Writing Ejabberd Modules

June 10, 2009

Ejabberd is an open-source XMPP server written in Erlang. Although XMPP has been known for building instant messaging applications for a long time now, over the last few years, people have used it for building very interesting realtime applications. In fact both XMPP and Erlang are being boosted by a new found enthusiasm in the last couple of years. Having played with Erlang for a couple of years now, Ejabberd is an obvious choice for me as an XMPP server. Here I am just documenting things for myself as I learn to write simple modules - which is a powerful way of extending and plugging into the basic Ejabberd server. 

Installation:
I assume you already have Erlang installed. So lets install Ejabberd from the source.

$ cd ERLANG_LIB
$ svn co http://svn.process-one.net/ejabberd/trunk ejabberd
$ cd ejabberd/src
$ ./configure
$ make
$ sudo make install

Upon installation you will notice the following important directories and files created, whose meanings are quite obvious from their names:

/etc/ejabberd
      -> ejabberd.cfg
      -> ejabberdctl.cfg
/sbin/ejabberdctl
/lib/ejabberd
/var/log/ejabberd/ejabberd.log

You can then use the following commands to start and stop the server.

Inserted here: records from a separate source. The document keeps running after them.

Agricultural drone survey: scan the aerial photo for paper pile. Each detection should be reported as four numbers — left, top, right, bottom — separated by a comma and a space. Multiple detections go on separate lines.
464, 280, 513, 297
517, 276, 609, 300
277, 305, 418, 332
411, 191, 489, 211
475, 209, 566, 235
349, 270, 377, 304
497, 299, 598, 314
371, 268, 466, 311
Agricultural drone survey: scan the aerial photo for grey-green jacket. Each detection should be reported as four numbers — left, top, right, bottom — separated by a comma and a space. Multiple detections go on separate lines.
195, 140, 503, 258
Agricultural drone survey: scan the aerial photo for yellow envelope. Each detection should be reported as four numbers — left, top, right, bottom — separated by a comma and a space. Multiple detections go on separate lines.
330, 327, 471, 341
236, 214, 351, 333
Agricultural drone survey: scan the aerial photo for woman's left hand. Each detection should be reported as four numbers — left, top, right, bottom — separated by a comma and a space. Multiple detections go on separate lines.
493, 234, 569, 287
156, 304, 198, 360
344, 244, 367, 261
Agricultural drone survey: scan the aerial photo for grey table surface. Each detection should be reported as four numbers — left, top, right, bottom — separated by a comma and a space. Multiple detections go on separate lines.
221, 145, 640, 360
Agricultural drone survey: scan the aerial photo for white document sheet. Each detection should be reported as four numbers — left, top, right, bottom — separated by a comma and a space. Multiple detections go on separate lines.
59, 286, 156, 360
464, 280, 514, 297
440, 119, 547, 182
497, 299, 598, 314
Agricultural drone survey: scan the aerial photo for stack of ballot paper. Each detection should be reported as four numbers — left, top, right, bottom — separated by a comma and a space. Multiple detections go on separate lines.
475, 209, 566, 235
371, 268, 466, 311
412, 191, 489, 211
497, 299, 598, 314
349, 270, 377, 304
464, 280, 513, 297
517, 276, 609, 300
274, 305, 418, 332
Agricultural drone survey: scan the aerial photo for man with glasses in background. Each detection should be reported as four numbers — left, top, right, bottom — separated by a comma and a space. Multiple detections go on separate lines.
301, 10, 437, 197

$sudo /sbin/ejabberdctl start
$sudo /sbin/ejabberdctl status
The node ejabberd@localhost is started with status: started
ejabberd 2.1.0-alpha is running in that node
$sudo /sbin/ejabberdctl stop

 
Writing an Inernal Module:
All internal modules in Ejabberd start with the name ‘mod_’ implement the gen_mod behavior through the two methods:

start(Host, Opts) -> ok
stop(Host) -> ok

where Host is the name of the virtual host running the module, and Opts is the set of options.
So lets just write a basic module that will print something when it starts.

$ cd /ERLANG_LIB/ejabberd/src
$ vi mod_hello.erl
-module(mod_hello).
-behavior(gen_mod).

-export([
    start/2,
    stop/1
    ]).

start(_Host, _Opt) ->
        ?INFO_MSG("Loading module 'mod_hello' ", []).

stop(_Host) ->
        ok.
 

Compile the module, move the beam file to /lib/ejabberd/ebin:

$ erlc mod_hello.erl
$ sudo mv  mod_hello.beam /lib/ejabberd/ebin

Now we need to configure our Ejabberd Configuration File to load the mod_hello module. So lets go to the sections where modules are enabled in the ejabberd.cfg, and add the following line to the file.

$ sudo vi /etc/ejabberd/ejabberd.cfg
{modules,
 [
  .....
  {mod_first_module, []},
  .....
]
}

Start the server and verify that the message is printed in the log.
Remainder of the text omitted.